As pesquisas de opinião reforçam esse quadro. Estudos recentes de institutos de pesquisa têm identificado uma fragmentação crescente das identidades políticas no Brasil. A polarização continua presente, mas já não abarca todos os eleitores como antes. Muitos brasileiros não se reconhecem plenamente nem no petismo, nem no bolsonarismo, revelando um espaço cada vez mais amplo de pessoas que transitam fora dos extremos tradicionais.

Há ainda outro fator decisivo: boa parte do engajamento atual acontece em câmaras de eco. São bolhas conversando consigo mesmas, mas com dificuldade de furar seus próprios limites. O que antes era guerra aberta pelo espaço público digital se tornou manutenção de territórios já conquistados. O resultado é um engajamento mais barulhento dentro, mas menos capaz de ampliar para fora.

A polarização não desapareceu. Continua a estruturar discursos e identidades. Mas perdeu força como motor de mobilização. O que antes era combustível começa a apresentar cansaço. O que já foi sinal de poder nas redes agora expõe exaustão.
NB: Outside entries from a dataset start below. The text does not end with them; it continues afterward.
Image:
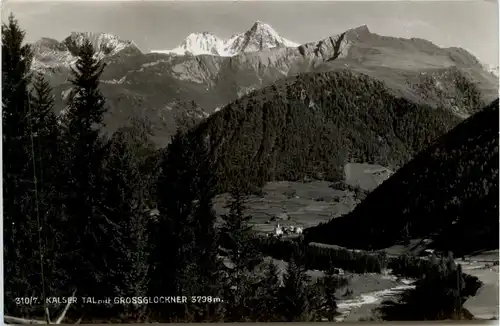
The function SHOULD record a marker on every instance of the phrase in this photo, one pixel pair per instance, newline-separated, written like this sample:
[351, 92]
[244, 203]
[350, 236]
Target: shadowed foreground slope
[312, 124]
[449, 190]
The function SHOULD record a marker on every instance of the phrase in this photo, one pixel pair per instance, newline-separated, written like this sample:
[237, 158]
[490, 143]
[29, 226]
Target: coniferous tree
[328, 286]
[185, 254]
[238, 238]
[293, 296]
[127, 198]
[88, 231]
[46, 154]
[21, 242]
[438, 295]
[265, 301]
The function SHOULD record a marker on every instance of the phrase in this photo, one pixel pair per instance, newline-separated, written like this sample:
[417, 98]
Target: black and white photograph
[250, 161]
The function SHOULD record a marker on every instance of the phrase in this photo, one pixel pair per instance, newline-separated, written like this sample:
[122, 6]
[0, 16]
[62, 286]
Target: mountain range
[259, 37]
[163, 86]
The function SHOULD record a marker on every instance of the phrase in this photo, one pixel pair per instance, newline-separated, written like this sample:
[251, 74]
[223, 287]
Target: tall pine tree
[23, 276]
[294, 295]
[127, 197]
[185, 255]
[46, 155]
[88, 232]
[239, 240]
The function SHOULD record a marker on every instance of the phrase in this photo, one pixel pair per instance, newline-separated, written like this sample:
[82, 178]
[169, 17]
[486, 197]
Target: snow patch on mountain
[259, 37]
[492, 69]
[50, 53]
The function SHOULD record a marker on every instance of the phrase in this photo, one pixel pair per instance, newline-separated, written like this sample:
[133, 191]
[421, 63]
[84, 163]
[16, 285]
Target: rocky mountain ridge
[259, 37]
[148, 84]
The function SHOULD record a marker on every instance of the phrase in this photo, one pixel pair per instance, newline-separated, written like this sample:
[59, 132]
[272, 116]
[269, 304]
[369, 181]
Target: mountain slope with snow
[259, 37]
[52, 55]
[151, 84]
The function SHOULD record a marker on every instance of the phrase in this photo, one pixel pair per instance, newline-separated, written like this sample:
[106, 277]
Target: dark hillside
[450, 189]
[310, 125]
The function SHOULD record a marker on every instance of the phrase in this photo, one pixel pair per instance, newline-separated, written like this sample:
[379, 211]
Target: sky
[159, 25]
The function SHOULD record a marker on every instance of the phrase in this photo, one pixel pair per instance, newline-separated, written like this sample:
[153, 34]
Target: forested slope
[310, 125]
[449, 190]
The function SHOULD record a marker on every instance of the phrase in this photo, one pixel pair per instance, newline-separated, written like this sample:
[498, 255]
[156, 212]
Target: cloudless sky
[158, 25]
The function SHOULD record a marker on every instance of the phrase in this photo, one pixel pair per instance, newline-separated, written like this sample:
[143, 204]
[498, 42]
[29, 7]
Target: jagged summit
[50, 53]
[260, 36]
[105, 43]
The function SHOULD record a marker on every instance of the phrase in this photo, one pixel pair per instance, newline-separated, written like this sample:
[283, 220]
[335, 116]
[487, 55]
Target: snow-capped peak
[260, 36]
[491, 69]
[198, 43]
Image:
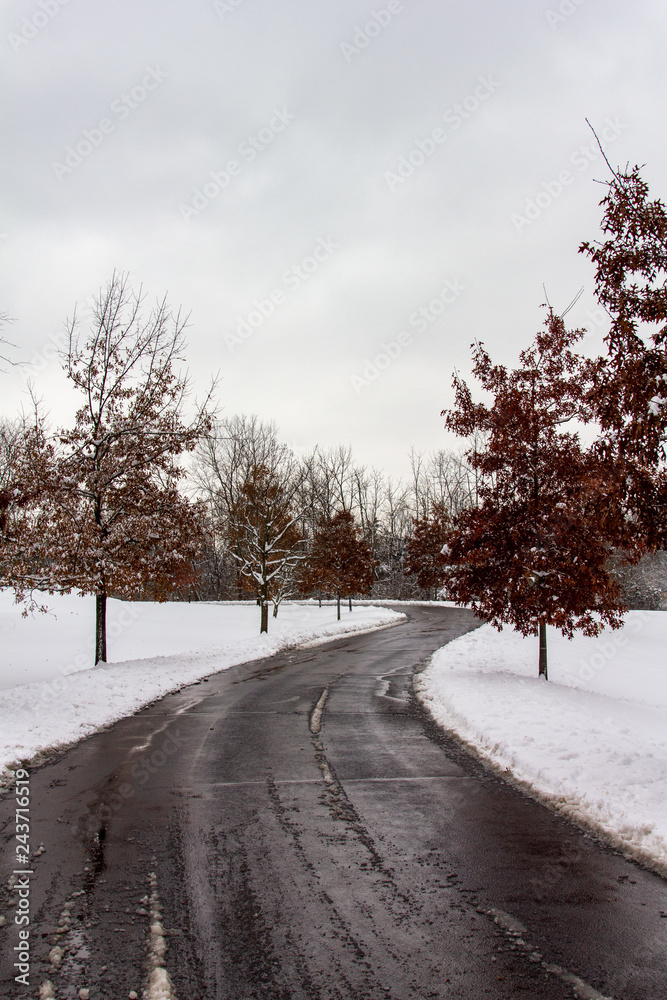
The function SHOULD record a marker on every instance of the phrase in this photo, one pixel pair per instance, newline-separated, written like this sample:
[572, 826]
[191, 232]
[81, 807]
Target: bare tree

Há algo pedagógico nesse silêncio relativo. As redes sociais, que amplificaram ao máximo o embate entre direita e esquerda, estão devolvendo sinais de que as pessoas buscam outros formatos de relação com a política. O engajamento não desaparece, ele se desloca. Sai do barulho para procurar quem oferece convivência, quem mostra rotina, quem consegue envolver na intimidade.

A fadiga da polarização pode marcar o início de uma nova fase. Uma fase em que curtidas e comentários deixam de ser o melhor termômetro da relevância. O que importa é a densidade dos vínculos, não o volume das interações. Ontem, o Brasil viu mais um ato nas ruas. Nas redes, viu mais um episódio de esgotamento de um ciclo.